It's that time of year when Spring is bursting out all around us. Spring is fickle and flighty, sunny one day and gloomy the next. But, as the nursery rhyme goes, when she is good, she is very, very, good, and nothing is better than a perfect spring day.
I love the rituals, traditions, and rites of passage that come with the changing of the seasons. Like the first day you go for a drive with the sunroof open, or go for ice cream, or wash the car. Gardeners have many Spring time rituals. In blog posts and magazines, lately I've seen many posts on planting and gardening (I'll be adding my own soon enough). The first trip of the year to a garden center greenhouse is another annual ritual that many people look forward to, and even cling to, during the long winter months (imaging how wonderful a whiff of tomato plant would be in February...ahhhh!).
Even places have their own rituals to mark the coming of Spring. Over the past few days, on Pattycake Manners, I've been following my cousin Ainsley's updates on the break up of the Liard River in their hamlet in the Northwest Territories. This is an event that they look forward to but with a healthy dose of respect for the awesome power of nature. As I mentioned last week, here in Northwestern BC we are awaiting the appearance of the first bears. Another thing we're doing is watching the snow come off the squirrel. Squirrel Mountain is so named because of a bare patch on the side of the mountain facing Kitmat that is in the shape of a squirrel. In the fall, when the snow starts on the mountain, we watch to see when the snow will hit the squirrel. Eventually the squirrel is all white and he stays that way for the rest of the winter. Then, come spring, he starts to lose his snowy coat. Right now the squirrel is almost snow-free again.
Sometimes I find myself remembering Spring times past. Remember how wonderfully light and free you felt the first day you could play outside without your winter boots on? It was like you could run forever, your feet felt so light! And lying in bed at night listening to spring peepers sending their froggy music out into the crisp, cold early spring air. And to this day, a whiff of a grass fire can send me right back to the South Bar of my childhood.
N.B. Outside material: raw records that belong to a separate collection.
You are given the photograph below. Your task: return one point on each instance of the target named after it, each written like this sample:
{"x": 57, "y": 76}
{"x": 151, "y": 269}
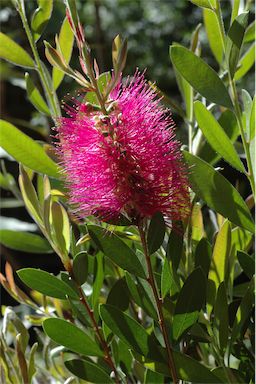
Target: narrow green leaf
{"x": 11, "y": 51}
{"x": 25, "y": 150}
{"x": 246, "y": 62}
{"x": 166, "y": 278}
{"x": 24, "y": 241}
{"x": 228, "y": 122}
{"x": 80, "y": 267}
{"x": 128, "y": 330}
{"x": 118, "y": 295}
{"x": 219, "y": 262}
{"x": 250, "y": 33}
{"x": 247, "y": 263}
{"x": 61, "y": 227}
{"x": 231, "y": 204}
{"x": 88, "y": 371}
{"x": 116, "y": 250}
{"x": 213, "y": 33}
{"x": 206, "y": 81}
{"x": 216, "y": 136}
{"x": 40, "y": 17}
{"x": 35, "y": 97}
{"x": 45, "y": 283}
{"x": 221, "y": 321}
{"x": 235, "y": 40}
{"x": 190, "y": 301}
{"x": 156, "y": 233}
{"x": 204, "y": 3}
{"x": 71, "y": 337}
{"x": 203, "y": 255}
{"x": 66, "y": 41}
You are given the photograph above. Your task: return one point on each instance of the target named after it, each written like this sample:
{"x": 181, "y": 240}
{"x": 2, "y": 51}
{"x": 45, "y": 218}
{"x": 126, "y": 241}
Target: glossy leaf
{"x": 228, "y": 122}
{"x": 156, "y": 232}
{"x": 118, "y": 295}
{"x": 71, "y": 337}
{"x": 246, "y": 62}
{"x": 231, "y": 204}
{"x": 40, "y": 17}
{"x": 61, "y": 227}
{"x": 45, "y": 283}
{"x": 66, "y": 41}
{"x": 216, "y": 136}
{"x": 204, "y": 3}
{"x": 128, "y": 330}
{"x": 88, "y": 371}
{"x": 25, "y": 150}
{"x": 221, "y": 320}
{"x": 247, "y": 263}
{"x": 213, "y": 33}
{"x": 116, "y": 250}
{"x": 190, "y": 301}
{"x": 80, "y": 267}
{"x": 35, "y": 97}
{"x": 234, "y": 41}
{"x": 11, "y": 51}
{"x": 206, "y": 81}
{"x": 250, "y": 33}
{"x": 220, "y": 255}
{"x": 203, "y": 255}
{"x": 24, "y": 241}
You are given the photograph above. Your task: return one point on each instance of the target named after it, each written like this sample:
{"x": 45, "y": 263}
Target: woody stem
{"x": 152, "y": 283}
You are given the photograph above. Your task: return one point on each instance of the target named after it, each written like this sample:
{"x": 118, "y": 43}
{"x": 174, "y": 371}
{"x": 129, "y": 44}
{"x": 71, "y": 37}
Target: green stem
{"x": 48, "y": 91}
{"x": 159, "y": 303}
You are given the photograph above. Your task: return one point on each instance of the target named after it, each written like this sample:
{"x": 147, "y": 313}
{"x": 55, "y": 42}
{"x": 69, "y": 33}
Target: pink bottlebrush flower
{"x": 128, "y": 162}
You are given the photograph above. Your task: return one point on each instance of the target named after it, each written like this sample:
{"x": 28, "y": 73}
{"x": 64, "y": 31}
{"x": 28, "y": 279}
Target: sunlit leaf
{"x": 24, "y": 241}
{"x": 25, "y": 150}
{"x": 206, "y": 81}
{"x": 11, "y": 51}
{"x": 231, "y": 204}
{"x": 71, "y": 337}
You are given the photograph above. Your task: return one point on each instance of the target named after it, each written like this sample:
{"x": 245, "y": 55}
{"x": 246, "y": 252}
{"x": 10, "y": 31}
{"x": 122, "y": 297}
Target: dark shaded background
{"x": 150, "y": 26}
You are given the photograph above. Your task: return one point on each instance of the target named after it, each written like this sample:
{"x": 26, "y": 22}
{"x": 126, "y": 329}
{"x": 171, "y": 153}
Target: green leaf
{"x": 61, "y": 227}
{"x": 88, "y": 371}
{"x": 250, "y": 33}
{"x": 203, "y": 255}
{"x": 25, "y": 150}
{"x": 80, "y": 267}
{"x": 115, "y": 249}
{"x": 40, "y": 17}
{"x": 118, "y": 295}
{"x": 243, "y": 312}
{"x": 247, "y": 263}
{"x": 45, "y": 283}
{"x": 35, "y": 97}
{"x": 235, "y": 40}
{"x": 204, "y": 3}
{"x": 216, "y": 136}
{"x": 221, "y": 321}
{"x": 213, "y": 33}
{"x": 190, "y": 301}
{"x": 156, "y": 233}
{"x": 11, "y": 51}
{"x": 229, "y": 124}
{"x": 206, "y": 81}
{"x": 128, "y": 330}
{"x": 71, "y": 337}
{"x": 66, "y": 41}
{"x": 246, "y": 62}
{"x": 231, "y": 204}
{"x": 24, "y": 241}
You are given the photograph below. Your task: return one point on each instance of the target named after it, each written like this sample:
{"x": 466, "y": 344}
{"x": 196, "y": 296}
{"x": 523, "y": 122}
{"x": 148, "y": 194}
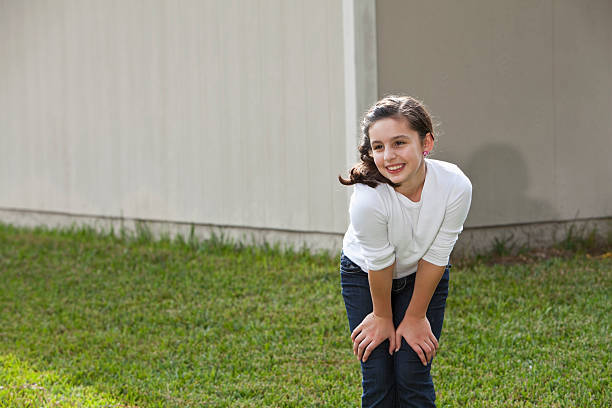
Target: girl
{"x": 406, "y": 213}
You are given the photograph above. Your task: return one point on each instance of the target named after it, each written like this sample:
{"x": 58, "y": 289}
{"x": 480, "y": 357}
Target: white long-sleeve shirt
{"x": 386, "y": 226}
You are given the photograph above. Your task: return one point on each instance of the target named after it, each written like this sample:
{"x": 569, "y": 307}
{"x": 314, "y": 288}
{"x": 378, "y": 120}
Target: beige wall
{"x": 523, "y": 94}
{"x": 216, "y": 112}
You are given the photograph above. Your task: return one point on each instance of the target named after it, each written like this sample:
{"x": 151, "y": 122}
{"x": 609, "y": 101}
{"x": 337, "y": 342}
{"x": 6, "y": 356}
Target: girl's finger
{"x": 362, "y": 347}
{"x": 434, "y": 341}
{"x": 355, "y": 332}
{"x": 417, "y": 349}
{"x": 392, "y": 344}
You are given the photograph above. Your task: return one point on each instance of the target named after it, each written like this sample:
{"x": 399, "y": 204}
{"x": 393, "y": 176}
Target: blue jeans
{"x": 398, "y": 380}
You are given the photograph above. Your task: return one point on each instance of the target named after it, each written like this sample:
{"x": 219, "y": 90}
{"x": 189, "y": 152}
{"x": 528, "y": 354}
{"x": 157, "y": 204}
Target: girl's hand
{"x": 418, "y": 335}
{"x": 372, "y": 331}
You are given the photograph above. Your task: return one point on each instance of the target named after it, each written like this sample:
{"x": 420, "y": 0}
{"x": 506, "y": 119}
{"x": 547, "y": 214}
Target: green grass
{"x": 90, "y": 320}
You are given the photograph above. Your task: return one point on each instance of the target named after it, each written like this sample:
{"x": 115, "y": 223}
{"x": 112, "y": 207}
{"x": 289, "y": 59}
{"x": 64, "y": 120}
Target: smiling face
{"x": 397, "y": 151}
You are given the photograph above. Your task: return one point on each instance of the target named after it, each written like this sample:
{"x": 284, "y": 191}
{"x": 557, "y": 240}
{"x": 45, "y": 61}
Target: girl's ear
{"x": 428, "y": 143}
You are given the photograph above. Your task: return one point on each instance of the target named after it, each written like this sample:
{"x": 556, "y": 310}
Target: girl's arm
{"x": 415, "y": 327}
{"x": 378, "y": 325}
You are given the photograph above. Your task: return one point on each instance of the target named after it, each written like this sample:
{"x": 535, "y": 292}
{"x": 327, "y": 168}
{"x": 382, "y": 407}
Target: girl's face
{"x": 397, "y": 149}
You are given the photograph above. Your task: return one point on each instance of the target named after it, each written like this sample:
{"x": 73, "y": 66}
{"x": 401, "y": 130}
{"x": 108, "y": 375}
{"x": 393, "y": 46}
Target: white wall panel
{"x": 220, "y": 112}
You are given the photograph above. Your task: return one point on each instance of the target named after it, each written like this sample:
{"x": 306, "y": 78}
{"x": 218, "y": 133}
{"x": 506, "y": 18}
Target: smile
{"x": 395, "y": 168}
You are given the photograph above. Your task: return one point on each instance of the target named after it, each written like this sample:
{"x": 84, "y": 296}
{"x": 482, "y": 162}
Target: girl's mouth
{"x": 396, "y": 168}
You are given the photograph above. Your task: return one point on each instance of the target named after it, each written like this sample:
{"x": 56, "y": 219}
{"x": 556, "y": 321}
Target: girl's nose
{"x": 389, "y": 154}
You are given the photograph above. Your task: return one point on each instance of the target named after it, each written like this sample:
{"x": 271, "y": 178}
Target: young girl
{"x": 406, "y": 213}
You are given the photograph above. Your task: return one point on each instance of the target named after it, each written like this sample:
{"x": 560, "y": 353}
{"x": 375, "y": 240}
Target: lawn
{"x": 90, "y": 320}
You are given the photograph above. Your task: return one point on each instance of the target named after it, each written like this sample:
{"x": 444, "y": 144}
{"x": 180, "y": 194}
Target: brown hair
{"x": 390, "y": 106}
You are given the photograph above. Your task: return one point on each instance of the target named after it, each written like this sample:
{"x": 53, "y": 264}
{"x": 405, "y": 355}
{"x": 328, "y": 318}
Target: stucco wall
{"x": 522, "y": 91}
{"x": 214, "y": 112}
It's funny, but as we grow up and move along and away from the seasons of our childhood, when we look back and remember, it's often the small things, like frog song and the smell of tomato plants that we want to capture and hold onto. There would've been lots of material things I wanted and yearned for at the time, but for the most part, even those I acquired have fallen into the dusty parts of my memory and are not often recalled. But I will remember forever the feeling of running free across my front lawn in sneaker clad feet one damp April afternoon and feeling as if I could fly...
So true! There's just something about the freedom of Spring. And grass fires bring me back to the Bar too. Thanks for the mention!